Você já fez a entrega do seu IRPF (Imposto de Renda da Pessoa Física)? Caso ainda não tenha feito, saiba que existem algumas mudanças para esse ano e é importantíssimo estar atento a cada uma delas.

A obrigatoriedade da Declaração de Ajuste Anual do Imposto de Renda Pessoa Física referente ao exercício de 2018, está para a pessoa física residente no Brasil que, no ano-calendário de 2017 recebeu rendimentos tributáveis , sujeitos ao ajuste na declaração, cuja soma anual foi superior a R$ 28.559,70.

O prazo estabelecido para a entrega do IRPF 2018 é até dia 30 de abril, então para evitar qualquer tipo de erro, acompanhe as principais mudanças nas declarações deste ano a seguir!

 IRPF: 5 mudanças importantes em 2018

1. Dependentes – Casal divorciado

Filhos de pais divorciados poderão ser dependentes de apenas um dos contribuintes.

2. Deduções – Despesas médicas

Não é mais obrigatório que os recibos de despesas médicas utilizados para deduções no IR contenham o endereço do hospital ou clínica que prestou o serviço, quando a Receita possuir condições de consultar essas informações nas suas bases de dados.

3. Deduções – Auxílio-doença

Haverá isenção sobre os montantes recebidos como auxílio-doença, quando pagos pela Previdência Social.
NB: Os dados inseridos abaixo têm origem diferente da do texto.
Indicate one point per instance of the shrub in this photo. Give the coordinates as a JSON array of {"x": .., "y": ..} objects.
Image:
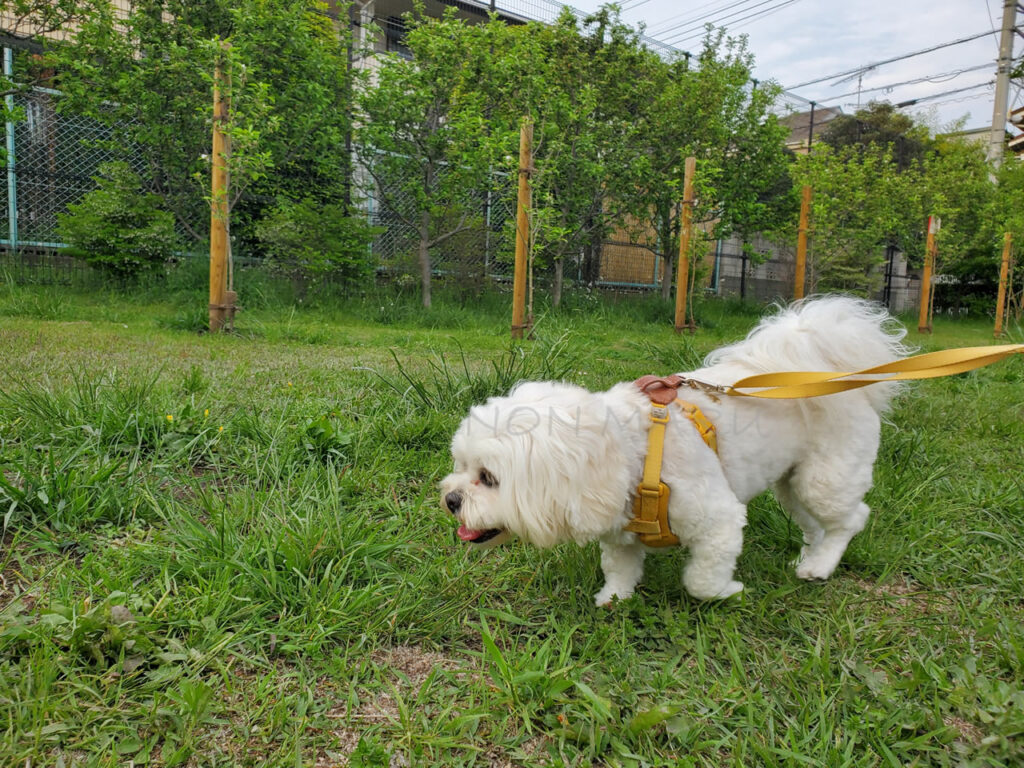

Os montantes pagos pelas pessoas jurídicas, seguem sujeitos à tributação normal de acordo com a tabela do Imposto de Renda.

4. Isenções – Remessa para o exterior

Os valores remetidos ao exterior com finalidade educacional, cultural, científica e para tratamentos médicos não sofrerão retenção de imposto na fonte. Ou seja, a remessa ao exterior é isenta de IR.
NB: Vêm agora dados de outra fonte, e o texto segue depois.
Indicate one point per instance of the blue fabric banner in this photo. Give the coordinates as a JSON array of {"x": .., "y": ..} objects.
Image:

5. Multas e Juros – Cálculo na ausência de recolhimento sobre ganho de capital (venda de imóveis)

Quando um imóvel é vendido, a diferença entre o valor de venda e de compra deve ser submetida a alíquota de 15% para recolhimento do IR. Seu pagamento deve ser realizado até o último dia do 1º mês subsequente a data da operação.

A RFB criou nova regra para os casos em que contribuintes que não realizem o recolhimento do IR no prazo previsto pela legislação. A multa e os juros serão devidos a partir do 2º mês subsequente a data do recebimento do valor da venda por parte do contribuinte.